Further and further down he followed the old priest until they finally came to a level floor. Father Marcos stopped long enough for Jason to catch up with him before he started to speak in hushed tones.

  “This is the treasury within the treasury, the sanctum sanctorum. Here the most precious and sacred objects of the Christian faith are kept. There is almost no moisture in the Ethiopian soil so nothing deteriorates here.” Then, turning away again, he motioned Jason to follow him into the impenetrable blackness of the tunnels ahead.

  Desperate not to trip over his own feet, and equally anxious to examine his surroundings, Jason flicked the wan beam of his flashlight back and forth from the floor to the walls of the tunnel. In the wavering beam of light Jason saw row after row and rank upon rank of niches carved into the stone walls of the passageways. Like shelves in some mythical museum of the strange and arcane, in each of the hollows he caught fleeting glimpses of objects whose use and meaning he could not even begin to imagine. Sometimes neatly arranged as if they were on display in some Victorian parlor, and sometimes piled in haphazard jumbles, the only thing Jason could occasionally define was the passing flash of light reflected back from some surface of purest gold or the twinkle of white, red, green and blue gemstones. It was all he could do not to scream at Fr Marcos to stop and let him examine some of these wondrously tantalizing things, but he was not here to browse through what might well be the most amazing museum on earth.

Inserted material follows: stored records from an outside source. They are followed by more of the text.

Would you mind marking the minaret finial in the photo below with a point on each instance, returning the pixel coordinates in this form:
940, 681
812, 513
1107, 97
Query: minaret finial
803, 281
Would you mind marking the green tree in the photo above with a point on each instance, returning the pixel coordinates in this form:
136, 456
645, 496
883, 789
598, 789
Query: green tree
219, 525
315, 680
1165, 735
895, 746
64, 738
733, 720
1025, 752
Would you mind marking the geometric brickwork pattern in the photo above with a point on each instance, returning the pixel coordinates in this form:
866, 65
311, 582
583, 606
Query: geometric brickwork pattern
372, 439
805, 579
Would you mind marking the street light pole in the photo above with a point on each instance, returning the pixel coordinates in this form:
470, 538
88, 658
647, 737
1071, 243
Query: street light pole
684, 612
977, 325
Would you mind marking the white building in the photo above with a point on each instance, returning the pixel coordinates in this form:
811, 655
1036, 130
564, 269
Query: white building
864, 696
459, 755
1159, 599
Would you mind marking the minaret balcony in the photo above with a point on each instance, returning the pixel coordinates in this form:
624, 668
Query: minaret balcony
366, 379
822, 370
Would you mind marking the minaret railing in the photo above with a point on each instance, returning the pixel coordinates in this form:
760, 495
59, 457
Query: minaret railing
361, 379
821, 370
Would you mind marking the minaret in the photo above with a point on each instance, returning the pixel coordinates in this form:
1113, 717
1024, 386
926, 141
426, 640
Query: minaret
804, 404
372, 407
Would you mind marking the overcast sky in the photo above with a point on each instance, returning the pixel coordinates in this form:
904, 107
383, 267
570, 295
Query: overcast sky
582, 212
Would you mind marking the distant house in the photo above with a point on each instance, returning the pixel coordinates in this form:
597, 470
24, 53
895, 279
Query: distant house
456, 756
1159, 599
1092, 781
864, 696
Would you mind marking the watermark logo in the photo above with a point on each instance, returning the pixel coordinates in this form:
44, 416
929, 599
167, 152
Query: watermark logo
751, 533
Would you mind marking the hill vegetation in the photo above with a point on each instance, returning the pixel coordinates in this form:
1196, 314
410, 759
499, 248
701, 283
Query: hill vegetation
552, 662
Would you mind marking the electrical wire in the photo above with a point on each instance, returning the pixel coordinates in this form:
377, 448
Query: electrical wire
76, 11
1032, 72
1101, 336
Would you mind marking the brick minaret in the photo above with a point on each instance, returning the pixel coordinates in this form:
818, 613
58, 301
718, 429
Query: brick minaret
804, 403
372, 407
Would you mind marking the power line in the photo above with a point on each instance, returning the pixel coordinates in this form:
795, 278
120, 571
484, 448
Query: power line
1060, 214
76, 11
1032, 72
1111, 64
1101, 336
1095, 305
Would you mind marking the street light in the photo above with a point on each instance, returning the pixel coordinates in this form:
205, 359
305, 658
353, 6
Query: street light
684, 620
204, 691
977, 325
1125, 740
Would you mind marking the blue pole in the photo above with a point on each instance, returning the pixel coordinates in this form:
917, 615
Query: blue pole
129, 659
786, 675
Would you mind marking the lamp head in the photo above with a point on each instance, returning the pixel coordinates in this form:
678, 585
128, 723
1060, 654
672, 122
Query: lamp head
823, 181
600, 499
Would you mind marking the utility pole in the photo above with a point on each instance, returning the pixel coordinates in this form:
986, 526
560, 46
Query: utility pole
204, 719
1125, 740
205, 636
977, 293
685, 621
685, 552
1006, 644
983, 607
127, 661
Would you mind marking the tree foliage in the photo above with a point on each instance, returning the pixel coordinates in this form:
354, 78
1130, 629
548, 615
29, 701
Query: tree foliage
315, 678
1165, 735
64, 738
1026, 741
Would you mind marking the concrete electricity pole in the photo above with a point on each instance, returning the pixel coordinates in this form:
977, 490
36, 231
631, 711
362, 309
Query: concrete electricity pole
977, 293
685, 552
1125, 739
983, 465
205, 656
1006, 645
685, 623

Somewhere up ahead the Ark of the Covenant stood waiting, and without the anti-scrying ointment every second he wasted put him – and by extension Beverley and Merlin – in ever greater danger of being discovered by Morgana le Fay.

  “Mr Carpenter.” Fr Marcos’ hushed tones floated back through the darkness. “We are there.”

  Snapped out of his reverie by the sound of the guardian’s voice, Jason snapped to attention. “We are?”

  “Please shine your light over here.”

  Jason moved the beam of his light to where Fr Marcos’ light was playing along a section of ancient stone wall. Moving in tandem, the lights fell on the edge of a dusty crimson tapestry. Then, signaling Jason to move closer, the priest slipped around the edge of the cloth, holding it back for Jason to follow.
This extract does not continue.